DASH diet: Eating healthy to lower your blood pressure
Find out how DASH can help you lower your blood pressure and improve your health.
By Mayo Clinic staff
DASH stands for Dietary Approaches to Stop Hypertension.
The DASH diet is a healthy eating plan designed to help prevent or treat high blood pressure, also known as hypertension. It may also help lower cholesterol associated with heart disease, called low-density lipoprotein cholesterol (LDL).
High blood pressure and high LDL cholesterol levels are two major risk factors for heart disease and stroke.
Foods in the DASH foods are rich in the minerals potassium, calcium and magnesium. The DASH diet focuses on vegetables, fruits, and whole grains. It includes fat-free or low-fat dairy products, fish, poultry, beans and nuts.

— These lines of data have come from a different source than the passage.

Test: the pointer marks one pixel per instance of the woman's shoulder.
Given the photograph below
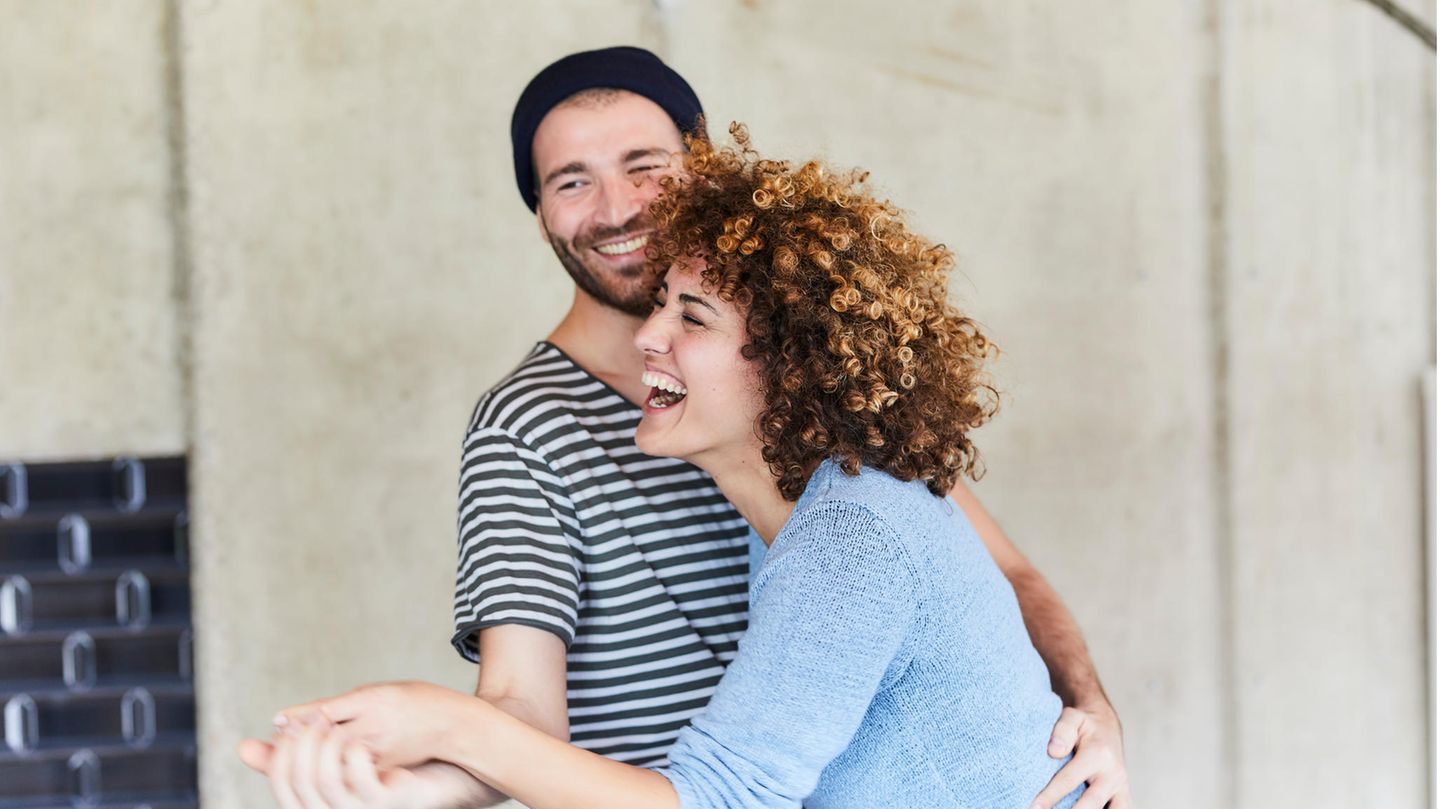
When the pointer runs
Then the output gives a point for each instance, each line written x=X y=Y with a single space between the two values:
x=871 y=493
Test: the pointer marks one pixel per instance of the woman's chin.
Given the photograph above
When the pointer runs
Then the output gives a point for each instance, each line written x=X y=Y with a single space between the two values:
x=650 y=444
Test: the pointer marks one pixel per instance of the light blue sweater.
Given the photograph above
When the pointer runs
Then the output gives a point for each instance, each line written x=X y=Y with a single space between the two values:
x=886 y=665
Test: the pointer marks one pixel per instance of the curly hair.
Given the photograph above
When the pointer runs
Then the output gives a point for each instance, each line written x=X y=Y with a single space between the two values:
x=861 y=357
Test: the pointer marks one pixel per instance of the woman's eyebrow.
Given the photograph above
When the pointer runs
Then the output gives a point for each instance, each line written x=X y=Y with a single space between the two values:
x=686 y=298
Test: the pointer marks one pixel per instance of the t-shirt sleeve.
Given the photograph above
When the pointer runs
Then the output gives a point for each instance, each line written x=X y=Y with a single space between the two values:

The diet limits foods that are high in salt, also known as sodium. It also limits added sugars and saturated fat, such as in fatty meats and full-fat dairy products.
DASH diet and sodium
The standard DASH diet limits salt to 2,300 milligrams (mg) per day. That amount is consistent with the Dietary Guidelines for Americans. That’s about the amount of sodium in 1 teaspoon of table salt.
A lower sodium version of DASH limits sodium to 1500 mg per day. You can choose the version of the diet that meets your health needs. If you’re not sure what sodium level is right for you, talk to your health care provider.
DASH diet: what to eat
The DASH diet is a balanced eating plan that gives choices about what to eat. The diet helps create a heart-healthy eating style for life. No special food or drink is necessary. Diet foods are available in supermarkets and most restaurants.
When tracking DASHis it important to choose foods that:
- Rich in potassium, calcium, magnesium, fiber and protein.
- Low in saturated fat.
- Low in salt.
DASH Diet: Suggested Servings
The DASH diet provides daily and weekly nutritional goals. The number of servings depends on the daily calorie requirement.
Here’s a breakdown of the recommended servings of each food group for 2,000 calories per day DASH eating pattern:
- Cereals: 6 to 8 servings per day. A serving might be 1/2 cup of cooked cereal, rice or pasta, 1 slice of bread or 1 ounce of dry cereal.
- Vegetables: 4 to 5 servings per day. A serving is 1 cup raw green leafy vegetables, 1/2 cup chopped raw or cooked vegetables or 1/2 cup vegetable juice.
- Fruit: 4 to 5 servings per day. A serving is a medium fruit, 1/2 cup of fresh, frozen or canned fruit, or 1/2 cup of fruit juice.
- Fat-free or low-fat dairy products: 2 to 3 servings per day. A serving is 1 cup of milk or yogurt, or 1 1/2 ounces of cheese.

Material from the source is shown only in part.